Verdachte heeft ter terechtzitting aangegeven dat zij, hoewel zij de feiten betreurt, niet wil meewerken aan de geadviseerde klinische opname van 9 maanden of langer.
De rechtbank maakt zich ernstige zorgen over verdachte. Verdachte heeft zich al meerdere keren schuldig gemaakt aan uitgaansgeweld en lijkt de gevaren van haar alcoholgebruik niet te erkennen. Volstrekt willekeurige personen zijn van haar problematiek het slachtoffer geworden. De rechtbank rekent dat verdachte zwaar aan.
Verdachte heeft inmiddels meer dan drie maanden in voorarrest gezeten. De bewezenverklaarde feiten, hoe ernstig ook, rechtvaardigen geen langere gevangenisstraf aangezien de rechtbank ook de rechtsgelijkheid in het oog moet houden.
De rechtbank kan om die reden in deze zaak geen aanvullende (voorwaardelijke) gevangenisstraf aan verdachte opleggen en wijkt daarom af van hetgeen door de officier van justitie is gevorderd.
Dit wil niet zeggen dat de rechtbank de wenselijkheid van een langdurige klinische opname van verdachte niet onderschrijft. De adviezen van de deskundigen zijn op dat punt duidelijk en overtuigend. De rechtbank hoopt dan ook dat verdachte de noodzaak van een langdurige klinische opname zal inzien, zodat dit in een vrijwillig kader kan worden bewerkstelligd.
Alles afwegende acht de rechtbank een gevangenisstraf van 3 maanden, met aftrek van voorarrest, passend.
9. Ten aanzien van de benadeelde partij en de schadevergoedingsmaatregel (feit 1)
De benadeelde partij [persoon 1] vordert € 242,22 aan materiële schadevergoeding, vermeerderd met de wettelijke rente en met oplegging van de schadevergoedingsmaatregel.
De officier van justitie heeft verzocht om de vordering toe te wijzen, vermeerderd met de wettelijke rente en met oplegging van de schadevergoedingsmaatregel.
De raadsvrouw heeft zich daarbij aangesloten.
De rechtbank oordeelt als volgt. Vast staat dat aan de benadeelde partij door het onder 1 bewezenverklaarde rechtstreeks materiële schade is toegebracht.
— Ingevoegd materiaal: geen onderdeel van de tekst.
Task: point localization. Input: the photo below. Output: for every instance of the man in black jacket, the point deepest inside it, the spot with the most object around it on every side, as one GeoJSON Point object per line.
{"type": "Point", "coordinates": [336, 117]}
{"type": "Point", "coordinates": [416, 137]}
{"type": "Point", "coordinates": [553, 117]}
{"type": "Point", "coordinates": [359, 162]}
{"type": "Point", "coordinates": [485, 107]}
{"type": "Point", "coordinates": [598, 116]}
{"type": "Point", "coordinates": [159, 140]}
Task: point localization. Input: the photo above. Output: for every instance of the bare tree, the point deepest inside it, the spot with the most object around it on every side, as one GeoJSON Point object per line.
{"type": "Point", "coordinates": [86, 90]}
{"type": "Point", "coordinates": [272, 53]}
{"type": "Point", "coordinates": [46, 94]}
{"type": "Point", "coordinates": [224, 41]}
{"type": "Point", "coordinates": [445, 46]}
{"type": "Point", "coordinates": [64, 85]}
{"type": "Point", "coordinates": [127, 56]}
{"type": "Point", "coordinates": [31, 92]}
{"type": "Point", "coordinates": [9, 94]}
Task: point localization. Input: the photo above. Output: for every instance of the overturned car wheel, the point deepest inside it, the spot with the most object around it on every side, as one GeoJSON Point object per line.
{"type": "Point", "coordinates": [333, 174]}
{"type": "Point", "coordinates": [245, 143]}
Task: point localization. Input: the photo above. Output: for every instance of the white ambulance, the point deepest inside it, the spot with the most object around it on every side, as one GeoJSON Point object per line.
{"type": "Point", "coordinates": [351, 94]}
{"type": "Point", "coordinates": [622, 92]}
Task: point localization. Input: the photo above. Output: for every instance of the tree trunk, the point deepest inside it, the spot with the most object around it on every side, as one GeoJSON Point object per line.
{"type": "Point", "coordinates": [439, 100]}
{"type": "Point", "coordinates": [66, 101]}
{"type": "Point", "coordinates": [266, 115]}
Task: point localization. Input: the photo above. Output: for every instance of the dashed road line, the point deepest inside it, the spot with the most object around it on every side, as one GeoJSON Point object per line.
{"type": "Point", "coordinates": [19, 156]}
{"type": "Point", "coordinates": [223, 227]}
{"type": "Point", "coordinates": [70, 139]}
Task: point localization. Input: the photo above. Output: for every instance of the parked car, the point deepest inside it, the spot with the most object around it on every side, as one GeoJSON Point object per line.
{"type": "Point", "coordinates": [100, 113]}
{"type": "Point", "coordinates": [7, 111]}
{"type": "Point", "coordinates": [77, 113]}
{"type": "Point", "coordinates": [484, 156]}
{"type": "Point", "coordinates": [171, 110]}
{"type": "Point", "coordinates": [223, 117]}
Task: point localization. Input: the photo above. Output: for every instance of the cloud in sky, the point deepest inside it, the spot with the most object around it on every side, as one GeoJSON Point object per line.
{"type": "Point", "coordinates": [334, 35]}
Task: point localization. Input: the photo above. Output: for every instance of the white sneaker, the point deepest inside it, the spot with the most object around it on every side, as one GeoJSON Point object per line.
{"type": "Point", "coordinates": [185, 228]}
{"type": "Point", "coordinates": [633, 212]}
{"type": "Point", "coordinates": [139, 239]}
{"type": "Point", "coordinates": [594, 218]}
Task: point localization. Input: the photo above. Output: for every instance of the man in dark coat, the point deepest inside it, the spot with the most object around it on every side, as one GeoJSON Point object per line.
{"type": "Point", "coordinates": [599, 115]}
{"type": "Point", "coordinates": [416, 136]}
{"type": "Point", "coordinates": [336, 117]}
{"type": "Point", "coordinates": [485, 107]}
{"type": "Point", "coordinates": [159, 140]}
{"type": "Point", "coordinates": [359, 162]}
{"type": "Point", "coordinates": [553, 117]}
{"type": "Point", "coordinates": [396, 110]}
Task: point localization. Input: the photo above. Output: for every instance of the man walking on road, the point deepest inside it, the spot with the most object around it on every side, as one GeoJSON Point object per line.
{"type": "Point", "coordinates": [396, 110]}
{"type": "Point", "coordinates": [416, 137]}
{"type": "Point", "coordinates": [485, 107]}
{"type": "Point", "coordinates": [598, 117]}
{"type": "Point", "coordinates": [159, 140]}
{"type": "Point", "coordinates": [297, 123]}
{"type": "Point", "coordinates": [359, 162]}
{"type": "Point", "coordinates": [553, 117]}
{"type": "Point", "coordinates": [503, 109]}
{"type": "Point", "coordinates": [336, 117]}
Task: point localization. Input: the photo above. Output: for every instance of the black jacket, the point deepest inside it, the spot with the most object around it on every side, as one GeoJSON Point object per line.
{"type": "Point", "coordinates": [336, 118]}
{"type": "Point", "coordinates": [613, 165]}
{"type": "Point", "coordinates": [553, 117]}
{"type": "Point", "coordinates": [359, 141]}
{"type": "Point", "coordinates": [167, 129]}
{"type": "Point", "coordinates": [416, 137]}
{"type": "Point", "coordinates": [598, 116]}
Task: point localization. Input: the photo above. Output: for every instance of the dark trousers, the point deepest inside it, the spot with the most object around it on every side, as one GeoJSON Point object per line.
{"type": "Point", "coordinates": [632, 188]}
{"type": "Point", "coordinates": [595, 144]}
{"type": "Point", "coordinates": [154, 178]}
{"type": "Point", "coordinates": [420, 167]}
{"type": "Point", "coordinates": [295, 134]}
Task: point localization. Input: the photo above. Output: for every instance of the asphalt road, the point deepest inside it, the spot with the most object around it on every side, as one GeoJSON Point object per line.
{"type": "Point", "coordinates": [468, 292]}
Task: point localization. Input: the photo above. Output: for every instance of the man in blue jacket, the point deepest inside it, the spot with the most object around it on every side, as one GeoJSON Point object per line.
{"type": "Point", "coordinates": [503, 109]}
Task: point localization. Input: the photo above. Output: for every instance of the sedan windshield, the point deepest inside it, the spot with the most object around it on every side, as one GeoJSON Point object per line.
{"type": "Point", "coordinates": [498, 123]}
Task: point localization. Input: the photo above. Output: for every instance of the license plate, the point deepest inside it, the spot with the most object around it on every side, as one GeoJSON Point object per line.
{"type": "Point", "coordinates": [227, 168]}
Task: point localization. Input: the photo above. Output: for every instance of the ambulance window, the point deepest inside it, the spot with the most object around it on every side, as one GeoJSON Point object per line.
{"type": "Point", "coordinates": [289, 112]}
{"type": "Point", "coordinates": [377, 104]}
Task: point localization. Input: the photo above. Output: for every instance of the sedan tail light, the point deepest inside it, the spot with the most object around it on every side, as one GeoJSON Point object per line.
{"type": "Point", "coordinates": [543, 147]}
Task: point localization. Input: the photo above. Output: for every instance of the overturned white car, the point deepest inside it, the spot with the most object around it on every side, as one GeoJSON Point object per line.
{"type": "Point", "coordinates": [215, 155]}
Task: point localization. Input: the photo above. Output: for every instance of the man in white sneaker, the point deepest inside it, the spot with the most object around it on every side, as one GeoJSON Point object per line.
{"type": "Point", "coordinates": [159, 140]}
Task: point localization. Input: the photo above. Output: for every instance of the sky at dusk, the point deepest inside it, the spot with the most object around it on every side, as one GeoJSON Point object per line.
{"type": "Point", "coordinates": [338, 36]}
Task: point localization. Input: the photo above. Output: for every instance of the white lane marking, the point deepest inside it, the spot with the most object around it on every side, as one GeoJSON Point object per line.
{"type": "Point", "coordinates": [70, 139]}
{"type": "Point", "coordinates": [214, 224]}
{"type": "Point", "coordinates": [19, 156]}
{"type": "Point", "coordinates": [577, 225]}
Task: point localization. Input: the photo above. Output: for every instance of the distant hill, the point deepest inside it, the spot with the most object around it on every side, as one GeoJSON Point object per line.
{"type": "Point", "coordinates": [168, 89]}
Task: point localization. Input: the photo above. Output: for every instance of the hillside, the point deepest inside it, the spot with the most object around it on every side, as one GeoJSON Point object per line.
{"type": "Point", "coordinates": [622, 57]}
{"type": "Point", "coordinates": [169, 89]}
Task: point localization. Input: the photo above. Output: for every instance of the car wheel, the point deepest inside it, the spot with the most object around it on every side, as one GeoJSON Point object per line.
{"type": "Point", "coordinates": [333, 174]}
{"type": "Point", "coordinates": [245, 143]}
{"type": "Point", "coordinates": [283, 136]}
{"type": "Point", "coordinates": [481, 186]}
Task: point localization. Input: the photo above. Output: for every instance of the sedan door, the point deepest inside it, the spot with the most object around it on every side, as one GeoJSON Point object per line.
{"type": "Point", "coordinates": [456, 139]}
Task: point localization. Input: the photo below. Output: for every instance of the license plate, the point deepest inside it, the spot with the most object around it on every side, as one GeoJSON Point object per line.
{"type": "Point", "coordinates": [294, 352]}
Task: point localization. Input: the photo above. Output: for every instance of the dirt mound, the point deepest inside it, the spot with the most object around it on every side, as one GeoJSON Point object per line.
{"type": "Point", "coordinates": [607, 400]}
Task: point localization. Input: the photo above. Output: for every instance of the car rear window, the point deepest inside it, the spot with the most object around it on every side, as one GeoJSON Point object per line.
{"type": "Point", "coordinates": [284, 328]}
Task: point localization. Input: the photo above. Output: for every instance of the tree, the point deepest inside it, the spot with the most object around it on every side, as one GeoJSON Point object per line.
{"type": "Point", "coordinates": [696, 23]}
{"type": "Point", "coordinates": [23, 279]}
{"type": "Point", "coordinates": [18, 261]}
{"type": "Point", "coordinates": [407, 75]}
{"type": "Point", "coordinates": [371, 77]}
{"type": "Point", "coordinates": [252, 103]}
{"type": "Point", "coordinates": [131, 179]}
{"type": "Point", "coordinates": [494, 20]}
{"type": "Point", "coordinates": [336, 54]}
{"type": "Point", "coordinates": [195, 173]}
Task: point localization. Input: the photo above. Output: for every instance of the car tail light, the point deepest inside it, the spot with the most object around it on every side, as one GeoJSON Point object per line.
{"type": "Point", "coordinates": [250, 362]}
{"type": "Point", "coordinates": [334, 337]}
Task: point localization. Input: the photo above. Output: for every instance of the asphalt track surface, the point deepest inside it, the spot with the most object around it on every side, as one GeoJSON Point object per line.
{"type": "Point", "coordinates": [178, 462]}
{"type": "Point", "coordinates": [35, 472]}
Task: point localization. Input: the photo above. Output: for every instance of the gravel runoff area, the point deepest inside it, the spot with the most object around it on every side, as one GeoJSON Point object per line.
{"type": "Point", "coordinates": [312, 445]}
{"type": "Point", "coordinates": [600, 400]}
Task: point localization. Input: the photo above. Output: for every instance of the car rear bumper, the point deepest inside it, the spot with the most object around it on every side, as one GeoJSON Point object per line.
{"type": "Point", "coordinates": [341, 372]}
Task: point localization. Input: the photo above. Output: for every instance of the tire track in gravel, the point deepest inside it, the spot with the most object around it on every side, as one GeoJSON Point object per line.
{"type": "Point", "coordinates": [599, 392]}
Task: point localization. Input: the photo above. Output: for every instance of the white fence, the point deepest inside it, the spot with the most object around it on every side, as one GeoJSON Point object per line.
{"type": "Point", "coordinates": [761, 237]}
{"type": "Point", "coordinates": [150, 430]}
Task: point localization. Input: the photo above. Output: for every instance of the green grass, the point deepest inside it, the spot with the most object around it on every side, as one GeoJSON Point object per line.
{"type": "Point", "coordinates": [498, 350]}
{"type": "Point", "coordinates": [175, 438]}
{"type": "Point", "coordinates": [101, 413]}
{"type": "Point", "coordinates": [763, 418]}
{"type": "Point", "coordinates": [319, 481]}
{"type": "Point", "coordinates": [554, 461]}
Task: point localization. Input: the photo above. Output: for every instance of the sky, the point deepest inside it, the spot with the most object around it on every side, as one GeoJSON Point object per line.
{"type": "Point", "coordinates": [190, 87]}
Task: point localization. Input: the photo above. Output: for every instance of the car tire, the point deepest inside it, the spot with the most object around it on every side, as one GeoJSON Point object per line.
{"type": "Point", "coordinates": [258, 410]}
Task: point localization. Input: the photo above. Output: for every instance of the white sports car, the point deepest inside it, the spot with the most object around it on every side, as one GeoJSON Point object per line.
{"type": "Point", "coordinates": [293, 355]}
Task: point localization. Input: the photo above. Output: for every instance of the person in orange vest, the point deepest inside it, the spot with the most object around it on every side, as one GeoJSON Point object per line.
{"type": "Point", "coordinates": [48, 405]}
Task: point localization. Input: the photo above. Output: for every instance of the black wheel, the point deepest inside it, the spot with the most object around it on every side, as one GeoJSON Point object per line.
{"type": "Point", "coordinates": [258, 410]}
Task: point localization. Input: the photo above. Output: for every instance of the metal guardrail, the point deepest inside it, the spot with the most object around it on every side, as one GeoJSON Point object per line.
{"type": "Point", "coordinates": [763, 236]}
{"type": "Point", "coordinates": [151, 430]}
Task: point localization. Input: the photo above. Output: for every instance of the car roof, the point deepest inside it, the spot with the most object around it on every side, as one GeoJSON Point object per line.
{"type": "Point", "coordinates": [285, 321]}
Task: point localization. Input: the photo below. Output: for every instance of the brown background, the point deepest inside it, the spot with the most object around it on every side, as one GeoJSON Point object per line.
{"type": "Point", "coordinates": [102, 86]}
De vordering is niet betwist. De gevorderde schadevergoeding komt de rechtbank niet onrechtmatig of ongegrond voor en zal daarom worden toegewezen
,vermeerderd met de wettelijke rente vanaf het moment waarop het strafbare feit is gepleegd.
Voorts dient de verdachte te worden veroordeeld in de kosten die de benadeelde partij heeft gemaakt en ten behoeve van de tenuitvoerlegging van deze uitspraak nog zal maken.
Schadevergoedingsmaatregel
De rechtbank zal de hierna te noemen schadevergoedingsmaatregel opleggen, aangezien verdachte jegens het slachtoffer [persoon 1] , naar burgerlijk recht aansprakelijk is voor de schade die door het onder 1 bewezen geachte feit is toegebracht. De rechtbank waardeert deze op een bedrag van € 242,22 (tweehonderdtweeënveertig euro en tweeëntwintig eurocent).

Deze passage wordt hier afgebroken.